Henry Dilah Odwar, the deputy chairman of the Sudan People’s Liberation Army in Opposition (SPLM/IO), said the group wants Dr Machar allowed to travel wherever he wants and without conditions.


“We are disappointed by the decision by the Council of Ministers of singling out the Chairman of the SPLM/IO and asking him not to obstruct peace when his delegation is engaging in peace talks which reflects his commitment and blessing,” he said in an open letter sent to the new Ethiopian Prime Minister Abiy Ahmed Ali.

“Based on the facts as mentioned above, it is clear that Dr Riek Machar is a subject of personal targeting in these Igad decisions.

“We cannot help but wonder as to what the motives are that inform Igad’s decisions because it is obvious that they have nothing to do with the peace process.”

On March 26, the Council of Ministers from the eight-member countries of the regional political bloc the Intergovernmental Authority on Development (Igad), gathered in Addis Ababa, Ethiopia, and agreed to lift a house arrest imposed on SPLM/IO leader Riek Machar as long as he renounces violence, does not obstruct the peace process and does not travel or stay in any of the countries that neighbour South Sudan.


Accused of stalling the peace process, including the failed implementation of a peace agreement signed in August 2015, Dr Machar had fled South Sudan before being put under house arrest in Pretoria, South Africa.

But it was only until this week that Igad formally admitted having a hand in the house arrest.

Igad includes Kenya, Uganda, Ethiopia, Sudan, South Sudan, Somalia and Djibouti. Eritrea is also a member but rarely attends the meetings and has previously been suspended.


The rebels reject Igad’s conditions, arguing that Dr Machar, a former Vice President in South Sudan, is still an important person for the peace talks.

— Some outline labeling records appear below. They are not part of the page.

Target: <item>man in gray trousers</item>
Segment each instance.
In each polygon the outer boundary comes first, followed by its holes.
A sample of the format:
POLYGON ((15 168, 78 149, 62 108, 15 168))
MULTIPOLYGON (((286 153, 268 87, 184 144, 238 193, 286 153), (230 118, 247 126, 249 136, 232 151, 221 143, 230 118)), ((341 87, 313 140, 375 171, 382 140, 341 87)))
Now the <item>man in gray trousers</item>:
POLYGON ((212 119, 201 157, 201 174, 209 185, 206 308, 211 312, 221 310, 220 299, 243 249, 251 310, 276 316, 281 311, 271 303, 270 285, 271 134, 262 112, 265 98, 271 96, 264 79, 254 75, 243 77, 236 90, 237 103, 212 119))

The rebels claim Igad was being biased in negotiating for peace by targeting to sanction rebels while looking the other way when the government of President Salva Kiir commits war crimes and frustrates the peace process.

Specifically, they charge that Kiir’s government has refused to sign the Declaration of Principles (DoP), a documents fronted by Igad to restart a renegotiation for peace.

Also, the group accuses the South Sudan government of disrespecting the Cessation of Hostilities signed early in January to allow peace talks.

“We have signed the Cessation of Hostilities Agreement and we have signed the Declaration of Principles but the government declined. Are we the ones obstructing peace? So I think the Igad Council of Ministers has missed the point,” Odwar said.

“There are no legal grounds for the house arrest of Riek Machar and we totally reject the house arrest and the proposed relocation to another country for a new house arrest.”


South Sudan’s Ambassador to the AU, James P Morgan, said his government supports Igad’s position because Machar had frustrated previous peace bids.

He told the Nation that Machar’s role should be restricted to holding consultations with his delegates to the talks, but not taking part in person.

“He has made a declaration of war so we think he should not be in South Sudan. He is always inciting the fighters,” Mr Morgan said.

“He will play the role of being consulted.”